3Trade policies, such as tariffs proposed by the Trump administration, and geopolitical risks in regions such as China and Europe, pose challenges. The report highlights concerns about slowing growth in Latin America and potential currency fluctuations affecting performance.

4) Rising costs, moderate demand, and foreign exchange rate fluctuations are likely to challenge profitability.

“We believe 2025 will be another year of balancing margin dynamics including moderate demand, subdued volumes, slowing pricing and FX benefits, higher/lower commodity costs, increased promotional environment, need to increase marketing spend, and normalizing flexibility,” the analysts said. “. .

5Despite expectations of gradual improvement, consumer sentiment and spending in China remain weak. Structural changes, such as the growing preference for second-hand goods and alternative retail platforms, indicate a shift in consumer preferences.

6) With organic growth difficult to achieve, RBC believes M&A activity may accelerate. The report forecasts favorable conditions for consolidation in the latter half of the year, driven by stable interest rates and reasonable valuations.

In terms of sector-specific insights, RBC highlights several key themes across the consumer goods, luxury and premium brands, restaurants and entertainment sectors.

For consumer goods, analysts point out that the sector faces persistent pressure from weak volume growth and macroeconomic uncertainty. Despite poor performance in recent years, RBC remains cautious about potential earnings risks associated with inflation and regulatory developments.

In luxury and premium brands, the investment bank expects stable or modest improvement in revenue growth, especially in North America. LVMH (EPA:) stands out as RBC's top pick.
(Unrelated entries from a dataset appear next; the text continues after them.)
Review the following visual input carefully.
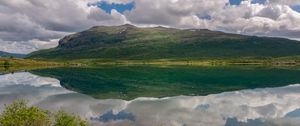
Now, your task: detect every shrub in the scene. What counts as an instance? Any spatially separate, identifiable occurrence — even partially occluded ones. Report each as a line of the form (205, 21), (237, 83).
(54, 110), (88, 126)
(0, 100), (51, 126)
(3, 60), (10, 67)
(0, 100), (89, 126)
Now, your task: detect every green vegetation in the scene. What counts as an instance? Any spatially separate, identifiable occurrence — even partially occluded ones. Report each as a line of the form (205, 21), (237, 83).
(0, 100), (88, 126)
(0, 58), (64, 73)
(31, 65), (300, 100)
(28, 25), (300, 61)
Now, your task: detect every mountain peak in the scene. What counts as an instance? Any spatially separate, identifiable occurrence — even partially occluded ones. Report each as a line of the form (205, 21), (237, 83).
(119, 24), (136, 28)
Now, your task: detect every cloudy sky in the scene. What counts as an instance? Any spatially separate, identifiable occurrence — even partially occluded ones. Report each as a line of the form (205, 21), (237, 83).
(0, 0), (300, 53)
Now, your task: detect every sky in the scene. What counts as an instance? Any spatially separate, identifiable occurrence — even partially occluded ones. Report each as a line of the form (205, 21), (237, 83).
(0, 0), (300, 54)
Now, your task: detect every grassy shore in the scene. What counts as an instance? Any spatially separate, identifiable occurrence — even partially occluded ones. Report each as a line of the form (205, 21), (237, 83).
(62, 57), (300, 66)
(0, 58), (63, 72)
(0, 56), (300, 72)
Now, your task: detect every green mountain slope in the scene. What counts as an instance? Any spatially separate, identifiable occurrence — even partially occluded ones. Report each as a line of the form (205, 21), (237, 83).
(29, 24), (300, 59)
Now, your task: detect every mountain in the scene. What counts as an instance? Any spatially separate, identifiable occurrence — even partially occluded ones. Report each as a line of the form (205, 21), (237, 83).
(0, 51), (26, 58)
(28, 24), (300, 59)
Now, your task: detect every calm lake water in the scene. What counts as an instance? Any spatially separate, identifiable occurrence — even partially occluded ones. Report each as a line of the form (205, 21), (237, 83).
(0, 66), (300, 126)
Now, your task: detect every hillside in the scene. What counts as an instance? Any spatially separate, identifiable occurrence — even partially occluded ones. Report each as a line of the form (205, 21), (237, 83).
(0, 51), (26, 58)
(28, 24), (300, 60)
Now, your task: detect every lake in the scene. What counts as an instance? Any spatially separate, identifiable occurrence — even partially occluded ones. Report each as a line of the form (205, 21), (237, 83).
(0, 66), (300, 126)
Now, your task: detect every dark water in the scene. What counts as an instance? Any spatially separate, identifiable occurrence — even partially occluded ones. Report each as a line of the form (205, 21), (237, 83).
(31, 66), (300, 100)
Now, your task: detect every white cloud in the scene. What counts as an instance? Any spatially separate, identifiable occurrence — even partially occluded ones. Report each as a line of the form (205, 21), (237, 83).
(0, 39), (58, 54)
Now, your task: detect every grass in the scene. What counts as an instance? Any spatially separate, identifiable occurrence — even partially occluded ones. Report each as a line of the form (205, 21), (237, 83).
(0, 56), (300, 73)
(0, 58), (63, 73)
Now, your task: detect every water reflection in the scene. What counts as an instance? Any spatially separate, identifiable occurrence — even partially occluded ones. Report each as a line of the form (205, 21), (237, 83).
(32, 66), (300, 100)
(0, 72), (300, 126)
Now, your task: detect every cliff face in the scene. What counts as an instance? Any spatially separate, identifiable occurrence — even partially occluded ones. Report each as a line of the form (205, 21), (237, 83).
(29, 24), (300, 59)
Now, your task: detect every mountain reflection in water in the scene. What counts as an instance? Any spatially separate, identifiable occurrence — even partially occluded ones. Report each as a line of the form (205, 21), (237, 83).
(0, 68), (300, 126)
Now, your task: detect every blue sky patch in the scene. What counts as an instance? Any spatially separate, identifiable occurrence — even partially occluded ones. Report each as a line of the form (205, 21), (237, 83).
(229, 0), (242, 5)
(291, 5), (300, 13)
(89, 1), (135, 14)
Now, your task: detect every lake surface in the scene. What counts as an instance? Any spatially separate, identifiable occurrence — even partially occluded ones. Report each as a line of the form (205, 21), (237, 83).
(0, 66), (300, 126)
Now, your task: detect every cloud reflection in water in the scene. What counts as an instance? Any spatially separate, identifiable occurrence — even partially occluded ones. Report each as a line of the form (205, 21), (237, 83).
(0, 72), (300, 126)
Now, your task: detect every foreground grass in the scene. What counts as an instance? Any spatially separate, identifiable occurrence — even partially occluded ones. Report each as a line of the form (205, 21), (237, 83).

The company believes the stock is “better positioned for this scenario, given its size, diverse category mix, slightly higher U.S. revenue mix and relatively weaker revenue growth trends in Fashion and Leather which provide greater potential for a reversal in our view.”

Finally, analysts said they are “cautiously optimistic” about the restaurant space for 2025.

“Recent macro data points point to a stable economic backdrop where improved consumer sentiment could translate into traffic growth after a challenging 2024, although we expect the improvement to be more gradual as consumers continue to grapple with higher prices,” the analysts noted. .

They feel more optimistic about the fitness sector, as they expect consumers to continue to prioritize health and wellness.